Until now, I haven’t had much to say about the recent tragedies in Minnesota, Louisiana, Dallas or Orlando. Or should I say murders? After all, that’s what they were. Let’s not beat around the bush here: tragedy is someone being killed in a car accident or a natural disaster. These incidents were cold-blooded murder. Someone made a decision to take another person’s life.
Once again, we see cops on video taking the lives of two innocent black men, both brutally gunned down. A few nights later someone takes to the rooftops and guns down 11 police officers, five of whom died, and before all of this, a man walks into a gay nightclub in Orlando and murders 49 people.
There’s always outrage and protests when these so called “tragedies” occur.

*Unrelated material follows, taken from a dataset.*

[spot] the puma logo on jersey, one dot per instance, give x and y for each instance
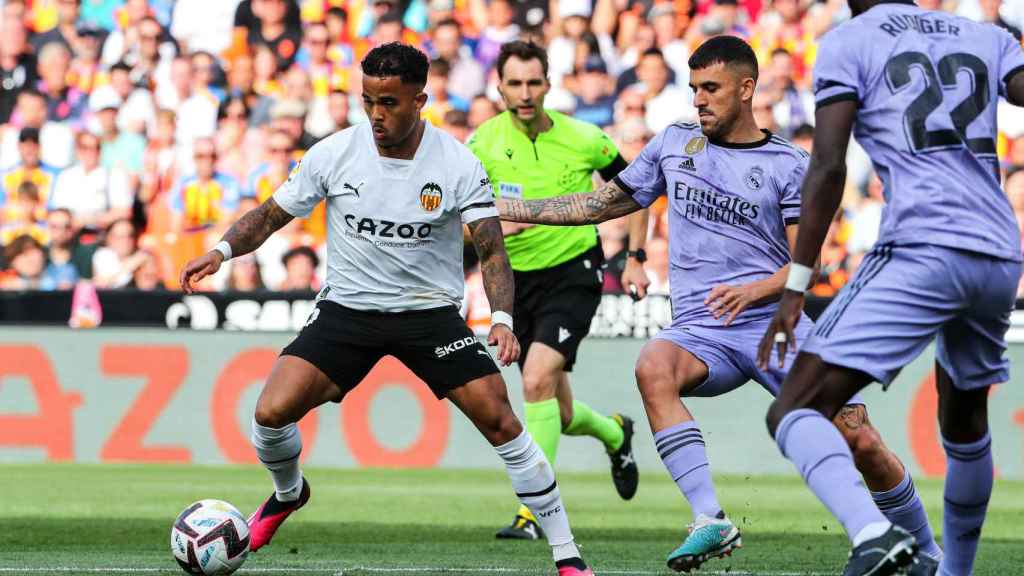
(355, 190)
(441, 352)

We yell, we scream, we demand change. None ever comes, and everything dies down until the next one occurs. So what can we do?
The first thing is to keep yelling and screaming. Don’t wait till something happens. But what should we be screaming about? How about addressing mental illness for real? We ignore it until someone gets hurt or killed and we go right to demonizing the person.

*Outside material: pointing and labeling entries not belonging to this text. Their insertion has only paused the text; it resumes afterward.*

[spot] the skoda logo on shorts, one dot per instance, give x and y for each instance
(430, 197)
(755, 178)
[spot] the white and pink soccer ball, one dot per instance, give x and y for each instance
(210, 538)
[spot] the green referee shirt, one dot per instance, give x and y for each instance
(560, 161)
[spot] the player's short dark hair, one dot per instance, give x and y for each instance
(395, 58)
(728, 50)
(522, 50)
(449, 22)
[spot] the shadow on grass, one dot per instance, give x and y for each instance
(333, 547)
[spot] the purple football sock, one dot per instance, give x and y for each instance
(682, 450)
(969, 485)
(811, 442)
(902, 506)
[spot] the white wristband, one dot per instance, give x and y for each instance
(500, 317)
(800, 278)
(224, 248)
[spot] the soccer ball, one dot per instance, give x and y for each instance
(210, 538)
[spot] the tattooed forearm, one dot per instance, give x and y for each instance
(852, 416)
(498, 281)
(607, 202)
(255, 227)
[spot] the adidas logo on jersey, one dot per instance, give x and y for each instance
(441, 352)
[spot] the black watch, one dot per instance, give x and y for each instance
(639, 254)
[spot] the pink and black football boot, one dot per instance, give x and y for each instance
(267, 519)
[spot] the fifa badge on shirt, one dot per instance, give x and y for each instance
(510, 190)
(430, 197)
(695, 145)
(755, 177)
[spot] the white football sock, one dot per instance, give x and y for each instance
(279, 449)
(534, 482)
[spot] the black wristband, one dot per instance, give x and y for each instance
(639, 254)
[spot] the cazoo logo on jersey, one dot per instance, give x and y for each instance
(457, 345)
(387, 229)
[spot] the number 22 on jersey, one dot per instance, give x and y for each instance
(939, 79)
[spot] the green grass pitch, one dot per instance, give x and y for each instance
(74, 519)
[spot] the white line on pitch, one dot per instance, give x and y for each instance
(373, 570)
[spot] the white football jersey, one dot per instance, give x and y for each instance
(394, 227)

Take the Orlando shooting. The shooter, Omar Mateen, apparently pledged allegiance to ISIS, and of course, the media and politicians jumped all over that. But what about before that? Friends, neighbors and family members said that, besides being homophobic, the man had serious mental health issues. As usual, the media didn’t ask the important question of whether the guy was mentally ill.
How and why did he slip through the cracks and how can we stop this from happening again? Instead, as always, they went for the ratings. You could say the same thing happened at Sandy Hook.
As for the murders of the two black men in Louisiana and Minnesota, I wrote in a Facebook post that it should be a federal mandate that police academy personnel scrutinize everyone who wants to join the force with a fine tooth comb. After all, everyone—from presidential candidates to those seeking low-income housing—are scrutinized down to whether they wear boxers, briefs or pantyhose. Why not law enforcement?
You can’t tell me there was nothing in these cops’ backgrounds that acted as a red flag. But as usual, the media is phoning it in again. As far as what happened in Dallas is concerned, we haven’t heard about it yet, but I can bet this military vet suffered from PTSD. It doesn’t excuse what he did, but what are we gonna do to prevent it from happening again?
As you can probably tell, I’m all for holding the media to account and demanding that it answers the tough questions when things like this occur. If they don’t turn it off until they do, it’s all about ratings with them: if we stop watching, they’ll come around. And finally, if we want real change, we’ve got to stop voting the same clowns into office. Look at our choices for president. A racist buffoon or a person who’s a little shady. Wake up, people.